Am I convinced that Dalio's central argument is right? Yes, I am. There is real power that comes from sizing people up accurately. This skill allows you to deploy their strengths in an organisational or team setting — which Dalio points out is a need, not a want, due to the way we've evolved as social creatures. In a group setting, good managers can't be good without some form of this ability.
Am I convinced that Dalio's management style at Bridgewater makes sense? No, I'm not entirely convinced. I believe there are several interesting ideas here — including that of rigorous psychometric testing — that I may want to try out the next time I'm in charge of a team. But I also think Dalio's desire to systematise everything leaves gaping holes in his management practice.
Take, for instance, the research into psychological safety. Research at Google's Project Aristotle and in the academic literature show us that team composition does not matter as much as its level of psych safety — or, to put another way, that group norms override the strengths of the individuals within.
Dalio's solution to guaranteeing that group norms don't override individual strengths is to create a culture of systematised truth-seeking in his entire company. In a conventional organisation, high psych safety ensures group members are able to contribute equally, pooling their strengths together during group decision making. At Bridgewater, psych safety doesn't matter due to its overarching culture of honest, biting criticism, its tough love ethos, its protocol of thoughtful disagreement, and the pressing need of the business to seek the truth at all costs.
The cost, of course, is that Bridgewater's turnover is a third of its new employees. Its culture of rigorous, ruthless truth-seeking has resulted in an experience that Dalio likens to “entering a nudist camp”. Stories abound of employees leaving in tears.
In the end, however, it does not matter what I believe.
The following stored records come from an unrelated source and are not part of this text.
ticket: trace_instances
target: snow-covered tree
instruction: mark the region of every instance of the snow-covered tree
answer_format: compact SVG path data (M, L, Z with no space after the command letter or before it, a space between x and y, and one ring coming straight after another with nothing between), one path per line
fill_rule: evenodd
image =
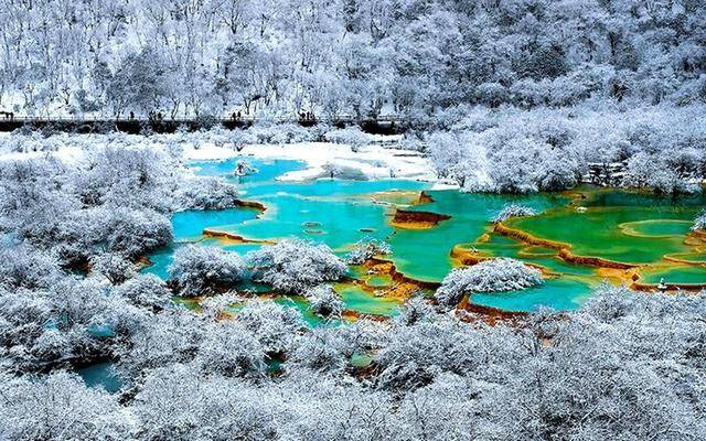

I'm optimistic that there's a spot somewhere in the organisational solution space that allows one to scale psych safety without creating a ruthless Bridgewater-like culture. But I say this as an observer, not as a practitioner — or at least, not yet. Dalio, on the other hand, has spent his life's work building Bridgewater, and the unique circumstances of its birth, its early employees, and the industry it functions in has allowed him to create a powerfully effective organisational design, one that works for his firm, and one that’s birthed the book I'm reading today.